In general, I don’t have a problem with the idea of studying best practices. However, it’s important when talking about your QA scale to remember a couple of truths:
- Other call centers aren’t talking to your customers. A QA scale should be built with your call flow and your customers’ satisfaction in mind. The guy down the street may have built a wonderful QA scale for his customers – but their satisfaction may be driven by completely different elements. With "best practices", businesses run the risk of standing around complimenting one another and slapping each other on the back while their customers stand outside the ivory tower trying to get their attention.

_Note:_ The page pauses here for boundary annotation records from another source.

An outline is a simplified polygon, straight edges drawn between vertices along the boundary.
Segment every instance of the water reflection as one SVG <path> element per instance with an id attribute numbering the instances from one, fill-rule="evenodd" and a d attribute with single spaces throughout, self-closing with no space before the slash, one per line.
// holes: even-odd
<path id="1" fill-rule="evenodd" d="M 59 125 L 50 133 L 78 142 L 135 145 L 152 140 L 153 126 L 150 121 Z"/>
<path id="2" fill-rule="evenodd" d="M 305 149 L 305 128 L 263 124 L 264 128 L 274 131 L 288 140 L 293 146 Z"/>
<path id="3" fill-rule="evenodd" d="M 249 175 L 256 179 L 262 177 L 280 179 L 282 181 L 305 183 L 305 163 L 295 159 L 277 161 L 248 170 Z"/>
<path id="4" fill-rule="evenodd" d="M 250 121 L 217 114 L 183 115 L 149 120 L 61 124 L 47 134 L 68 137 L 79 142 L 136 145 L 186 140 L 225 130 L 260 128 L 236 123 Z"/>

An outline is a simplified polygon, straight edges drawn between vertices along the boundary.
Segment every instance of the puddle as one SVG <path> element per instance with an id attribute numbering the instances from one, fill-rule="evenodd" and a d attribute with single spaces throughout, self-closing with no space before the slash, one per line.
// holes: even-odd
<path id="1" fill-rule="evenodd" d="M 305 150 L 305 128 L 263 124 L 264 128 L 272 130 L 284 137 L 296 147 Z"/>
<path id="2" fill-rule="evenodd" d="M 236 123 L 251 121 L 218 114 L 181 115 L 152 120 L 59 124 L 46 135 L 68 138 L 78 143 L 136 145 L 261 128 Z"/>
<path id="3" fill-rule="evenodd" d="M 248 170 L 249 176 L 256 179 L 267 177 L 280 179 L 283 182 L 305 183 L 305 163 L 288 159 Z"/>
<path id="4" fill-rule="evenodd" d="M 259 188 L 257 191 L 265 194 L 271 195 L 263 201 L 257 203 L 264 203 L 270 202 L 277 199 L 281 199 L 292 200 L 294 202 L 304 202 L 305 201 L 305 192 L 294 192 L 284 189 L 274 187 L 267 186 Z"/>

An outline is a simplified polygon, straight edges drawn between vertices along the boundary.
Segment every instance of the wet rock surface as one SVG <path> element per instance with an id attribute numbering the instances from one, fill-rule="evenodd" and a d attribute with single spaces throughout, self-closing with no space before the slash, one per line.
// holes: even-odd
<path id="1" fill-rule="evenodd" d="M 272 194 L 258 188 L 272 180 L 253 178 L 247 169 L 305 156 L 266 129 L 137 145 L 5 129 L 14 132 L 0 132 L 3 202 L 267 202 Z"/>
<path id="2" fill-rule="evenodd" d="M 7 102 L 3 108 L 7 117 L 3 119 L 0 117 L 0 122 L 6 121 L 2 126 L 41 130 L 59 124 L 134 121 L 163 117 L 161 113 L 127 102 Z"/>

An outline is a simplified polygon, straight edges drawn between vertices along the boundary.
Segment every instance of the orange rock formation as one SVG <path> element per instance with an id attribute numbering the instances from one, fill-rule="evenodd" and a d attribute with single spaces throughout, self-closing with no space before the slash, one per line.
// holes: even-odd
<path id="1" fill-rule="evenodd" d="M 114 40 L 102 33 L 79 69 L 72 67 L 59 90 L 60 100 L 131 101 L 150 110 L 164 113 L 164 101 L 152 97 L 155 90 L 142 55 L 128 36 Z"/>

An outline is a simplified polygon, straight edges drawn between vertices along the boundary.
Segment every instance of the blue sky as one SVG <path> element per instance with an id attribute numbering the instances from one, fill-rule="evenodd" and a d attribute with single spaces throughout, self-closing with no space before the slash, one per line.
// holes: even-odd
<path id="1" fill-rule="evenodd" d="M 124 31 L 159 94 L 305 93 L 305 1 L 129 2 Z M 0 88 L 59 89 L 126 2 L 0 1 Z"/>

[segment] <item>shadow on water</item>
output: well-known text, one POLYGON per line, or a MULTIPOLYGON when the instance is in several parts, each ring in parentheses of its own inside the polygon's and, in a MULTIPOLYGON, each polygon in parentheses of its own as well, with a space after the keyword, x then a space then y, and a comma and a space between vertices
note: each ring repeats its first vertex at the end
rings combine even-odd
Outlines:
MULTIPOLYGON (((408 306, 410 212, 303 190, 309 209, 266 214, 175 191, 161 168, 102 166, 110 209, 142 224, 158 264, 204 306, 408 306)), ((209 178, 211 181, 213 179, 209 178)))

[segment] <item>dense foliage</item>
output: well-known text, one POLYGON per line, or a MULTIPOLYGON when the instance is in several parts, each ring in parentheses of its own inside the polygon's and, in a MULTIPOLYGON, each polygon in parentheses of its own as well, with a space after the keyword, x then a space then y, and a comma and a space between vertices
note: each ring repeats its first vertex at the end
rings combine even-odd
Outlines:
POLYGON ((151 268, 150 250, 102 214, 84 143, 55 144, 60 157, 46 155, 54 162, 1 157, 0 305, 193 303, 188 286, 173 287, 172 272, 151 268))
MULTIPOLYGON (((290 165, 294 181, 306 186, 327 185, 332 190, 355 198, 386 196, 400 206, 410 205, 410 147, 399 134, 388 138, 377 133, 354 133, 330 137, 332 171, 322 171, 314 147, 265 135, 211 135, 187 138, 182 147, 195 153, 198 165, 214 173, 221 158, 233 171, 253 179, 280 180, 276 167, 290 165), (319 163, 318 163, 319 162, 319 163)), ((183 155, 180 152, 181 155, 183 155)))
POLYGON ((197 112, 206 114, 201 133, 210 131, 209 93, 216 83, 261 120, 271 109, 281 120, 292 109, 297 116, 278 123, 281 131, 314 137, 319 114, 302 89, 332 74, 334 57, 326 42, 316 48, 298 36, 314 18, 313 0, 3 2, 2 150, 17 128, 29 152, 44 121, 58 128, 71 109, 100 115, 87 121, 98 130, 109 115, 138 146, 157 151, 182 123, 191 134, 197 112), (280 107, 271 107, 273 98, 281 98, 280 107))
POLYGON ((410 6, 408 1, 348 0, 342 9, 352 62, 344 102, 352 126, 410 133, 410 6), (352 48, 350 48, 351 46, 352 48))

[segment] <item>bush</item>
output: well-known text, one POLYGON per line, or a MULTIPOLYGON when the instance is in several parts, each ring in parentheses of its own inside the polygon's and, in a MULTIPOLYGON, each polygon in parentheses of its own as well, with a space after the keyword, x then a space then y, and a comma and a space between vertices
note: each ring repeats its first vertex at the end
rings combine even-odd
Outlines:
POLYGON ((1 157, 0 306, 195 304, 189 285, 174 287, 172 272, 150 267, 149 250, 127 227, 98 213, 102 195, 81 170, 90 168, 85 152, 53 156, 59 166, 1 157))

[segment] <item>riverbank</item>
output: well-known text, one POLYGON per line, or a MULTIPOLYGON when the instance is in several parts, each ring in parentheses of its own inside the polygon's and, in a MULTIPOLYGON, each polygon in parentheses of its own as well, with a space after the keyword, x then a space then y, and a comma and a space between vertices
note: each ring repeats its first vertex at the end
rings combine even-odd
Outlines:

- Those other QA scales you gather as examples of "best practices" might just be crap. I’m often surprised by the number of people who assume that because the company down the street is large and well-known – they must do it right. In fact, I find that larger companies tend to have more hands in the process, more beauracracy, more red-tape and their QA scales end up as jumbled messes of competing internal expectations. Are you assuming that other companies are doing a great job with their QA scale? How can you tell? Have you identified the basic methodologies that ensure objective, actionable analysis and outcome of your company’s phone calls? Can you tell a quality QA scale from one that will dash your program into the rocks?
Studying best practices has it’s place, and I’m not denying that you can learn from what others are doing. Nevertheless, when delivering sales and service in moments of truth on the phone with your customers, it’s important to stay focused on what your customers expect and what you need to do to meet and exceed those expectations. Be discerning. Another company’s "best practice" may be a siren’s song leading you to impending disaster.